Una tarde soleada de domingo congrega a una colorida multitud que abarrota las gradas del estadio. Cada espectador tiene en su corazón a los colores y al equipo de sus entrañas. Todos siguen, atentos, las incidencias del partido. Se angustian en los momentos de peligro en el área de candela. Se indignan ante la ceguera del árbitro que deja pasar un penal evidente. Contienen la respiración en los tiros libres y se tapan los ojos en los tiros de esquina. Al final la euforia triunfa en ganadores y perdedores. Quien porte la camiseta del adversario se convierte de inmediato en un enemigo frente al cual solo cabe el ataque o la huida. Lo que comenzó como un inocente encuentro deportivo pronto se convierte en un alarde de violencia y brutalidad. El hincha de un equipo no atiende razones, solo atiende al instinto de la manada.
Hace siglos, en Constantinopla, el enfrentamiento entre hinchadas rivales en un hipódromo llevó a una rebelión general que terminó en una matanza de decenas de miles de personas. La estupidez no es moderna, ha tenido siglos de perfeccionamiento.
Sin duda, el que uno tenga preferencia por un equipo determinado no implica que se caiga en tales excesos. La violencia en los estadios es fruto de unas determinadas barras bravas que son bien conocidas.

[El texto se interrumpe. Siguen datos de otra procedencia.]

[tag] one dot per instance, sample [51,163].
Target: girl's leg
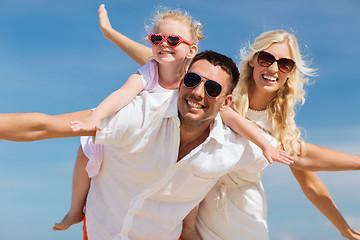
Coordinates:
[80,188]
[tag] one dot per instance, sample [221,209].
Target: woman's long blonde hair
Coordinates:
[281,108]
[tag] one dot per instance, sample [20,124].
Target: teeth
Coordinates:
[270,78]
[194,105]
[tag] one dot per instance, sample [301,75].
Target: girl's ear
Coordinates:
[251,63]
[192,52]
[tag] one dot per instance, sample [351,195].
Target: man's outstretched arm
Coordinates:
[24,127]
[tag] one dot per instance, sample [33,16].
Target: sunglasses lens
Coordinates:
[265,59]
[212,88]
[155,39]
[286,65]
[191,80]
[173,40]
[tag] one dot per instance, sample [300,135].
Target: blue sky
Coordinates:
[54,59]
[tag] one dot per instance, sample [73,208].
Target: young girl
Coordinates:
[174,43]
[267,94]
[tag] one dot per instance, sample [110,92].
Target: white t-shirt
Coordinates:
[142,192]
[236,207]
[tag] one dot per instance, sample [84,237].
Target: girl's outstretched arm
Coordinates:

En la actividad política, en cambio, el debate se ha convertido en un concierto de aullidos de aficionados cerriles que enloquecen en cuanto ven el color de la camiseta enemiga. En el mejor de los casos se miran los problemas nacionales como la rivalidad eterna entre la posición A y la posición B. No se consideran los puntos intermedios. No se piensa en las ideologías. En casos más graves, la terrible situación en la que se encuentra el país se resuelve apelando a un ídolo, a un tótem que, desde la presidencia o desde la oposición, trasciende la condición humana y alcanza la calidad de hechicero de la tribu. Los partidos políticos no importan. Importan sólo los líderes, las deidades con pies de barro que son tan sordas al clamor popular como los becerros de oro de la antigüedad.